Both inclusion criteria and exclusion criteria were applied to patients with both acute and chronic dissections.
The institutional review board approved this study, and full informed consent was obtained from each patient.
Preprocedural imaging
Computed tomography (CT) and calibrated angiography were performed preoperatively in all patients. In patients with chronic dissections, the diameters of the stent grafts were determined to be approximately 10% to 20% larger than that of the aorta proximal to the entry tear, as measured on contrast-enhanced CT. In patients with acute dissections, the approximately same diameter as that of the aorta proximal to the entry tear was adopted as the diameter of the stent graft.
The distance between the entry tear and the left subclavian artery was measured on a calibrated angiographic scan in most cases. Three-dimensional reconstruction or multiplanar reconstruction images elaborated from axial CT images were used in some cases to measure the distance and the shape of the entry tear.

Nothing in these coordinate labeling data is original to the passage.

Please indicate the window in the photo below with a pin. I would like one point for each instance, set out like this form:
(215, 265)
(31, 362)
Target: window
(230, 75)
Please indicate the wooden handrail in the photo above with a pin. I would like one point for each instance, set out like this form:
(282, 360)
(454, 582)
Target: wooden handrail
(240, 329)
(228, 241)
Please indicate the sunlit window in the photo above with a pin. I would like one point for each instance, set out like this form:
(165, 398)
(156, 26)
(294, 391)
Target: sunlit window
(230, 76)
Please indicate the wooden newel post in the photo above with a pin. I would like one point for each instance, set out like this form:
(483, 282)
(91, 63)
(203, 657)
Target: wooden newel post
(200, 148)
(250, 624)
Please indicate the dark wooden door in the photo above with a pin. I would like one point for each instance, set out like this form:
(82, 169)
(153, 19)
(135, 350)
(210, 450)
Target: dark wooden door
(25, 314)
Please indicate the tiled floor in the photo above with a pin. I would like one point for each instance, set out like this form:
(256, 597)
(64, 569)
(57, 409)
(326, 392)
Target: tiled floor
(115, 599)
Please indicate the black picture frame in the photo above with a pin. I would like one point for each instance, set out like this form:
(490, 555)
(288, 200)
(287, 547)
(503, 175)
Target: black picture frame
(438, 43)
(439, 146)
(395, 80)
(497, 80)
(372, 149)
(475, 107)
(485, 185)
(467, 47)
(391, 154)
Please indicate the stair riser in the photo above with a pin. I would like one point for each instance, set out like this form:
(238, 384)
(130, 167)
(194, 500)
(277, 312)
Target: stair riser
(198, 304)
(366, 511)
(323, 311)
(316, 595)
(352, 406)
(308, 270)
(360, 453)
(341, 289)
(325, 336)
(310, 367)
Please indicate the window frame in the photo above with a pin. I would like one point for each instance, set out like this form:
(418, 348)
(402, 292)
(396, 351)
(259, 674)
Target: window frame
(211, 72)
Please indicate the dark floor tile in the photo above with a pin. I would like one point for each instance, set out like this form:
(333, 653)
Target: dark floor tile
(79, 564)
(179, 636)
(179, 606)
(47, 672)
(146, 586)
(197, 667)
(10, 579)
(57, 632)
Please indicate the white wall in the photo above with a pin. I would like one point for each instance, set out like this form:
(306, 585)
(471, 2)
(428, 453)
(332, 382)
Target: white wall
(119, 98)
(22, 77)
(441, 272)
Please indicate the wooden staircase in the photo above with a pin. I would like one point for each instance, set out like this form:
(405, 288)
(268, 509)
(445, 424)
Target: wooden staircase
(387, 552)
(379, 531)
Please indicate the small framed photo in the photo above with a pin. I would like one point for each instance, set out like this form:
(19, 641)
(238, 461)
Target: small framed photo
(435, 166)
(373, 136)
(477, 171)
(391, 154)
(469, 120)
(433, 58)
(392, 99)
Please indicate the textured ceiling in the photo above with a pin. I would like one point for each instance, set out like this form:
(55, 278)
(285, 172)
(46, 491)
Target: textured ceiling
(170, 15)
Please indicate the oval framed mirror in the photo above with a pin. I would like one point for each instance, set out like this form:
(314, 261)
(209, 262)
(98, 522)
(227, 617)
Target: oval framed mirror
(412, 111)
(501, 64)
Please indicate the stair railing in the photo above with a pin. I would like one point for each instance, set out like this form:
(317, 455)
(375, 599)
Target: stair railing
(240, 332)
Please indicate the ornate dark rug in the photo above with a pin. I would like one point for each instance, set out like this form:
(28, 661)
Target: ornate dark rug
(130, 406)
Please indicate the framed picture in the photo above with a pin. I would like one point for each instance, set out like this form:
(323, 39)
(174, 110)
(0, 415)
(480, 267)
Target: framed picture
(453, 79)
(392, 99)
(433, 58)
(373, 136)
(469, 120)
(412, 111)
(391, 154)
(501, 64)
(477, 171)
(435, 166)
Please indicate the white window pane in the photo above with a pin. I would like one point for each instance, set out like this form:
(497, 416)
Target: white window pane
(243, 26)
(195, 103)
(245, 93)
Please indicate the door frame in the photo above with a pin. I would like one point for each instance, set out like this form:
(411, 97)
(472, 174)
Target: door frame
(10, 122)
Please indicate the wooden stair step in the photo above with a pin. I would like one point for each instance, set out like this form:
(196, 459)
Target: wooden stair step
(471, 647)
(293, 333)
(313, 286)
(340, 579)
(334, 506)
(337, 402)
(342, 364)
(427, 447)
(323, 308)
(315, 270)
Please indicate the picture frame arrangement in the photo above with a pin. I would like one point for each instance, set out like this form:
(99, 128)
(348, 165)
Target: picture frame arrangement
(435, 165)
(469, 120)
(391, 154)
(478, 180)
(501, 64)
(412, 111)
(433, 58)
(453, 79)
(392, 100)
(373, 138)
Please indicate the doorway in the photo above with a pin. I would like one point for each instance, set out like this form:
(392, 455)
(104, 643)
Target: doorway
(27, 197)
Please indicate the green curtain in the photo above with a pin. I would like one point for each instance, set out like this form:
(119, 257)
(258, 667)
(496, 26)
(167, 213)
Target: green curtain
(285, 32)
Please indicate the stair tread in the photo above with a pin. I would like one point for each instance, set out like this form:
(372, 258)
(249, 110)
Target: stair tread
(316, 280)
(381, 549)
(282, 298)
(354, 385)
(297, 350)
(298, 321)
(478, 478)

The length of the stent-graft was 7.5 cm in most cases, in which the entry tear was like a pinhole. However, in some cases the length of the stent graft was 10 cm or longer because the entry tears had considerable longitudinal length.
Device details
We used custom-made stent-grafts in all patients. Stent-grafts were fabricated from Z stents (Cook, Bloomington, Ind) covered with expanded polytetrafluoroethylene (Impra, Tempe, Ariz), which was dilated with balloon catheters until the expected diameter was obtained, or from Z stents covered with woven polyester (Ube, Yamaguchi, Japan). Graft materials were attached to Z stents with polypropylene sutures (Ethicon, Inc, Somerville, NJ). An 18F or 20F delivery system (Cook) was used for deployment.
Methods
The methods are almost the same as those described in previous reports.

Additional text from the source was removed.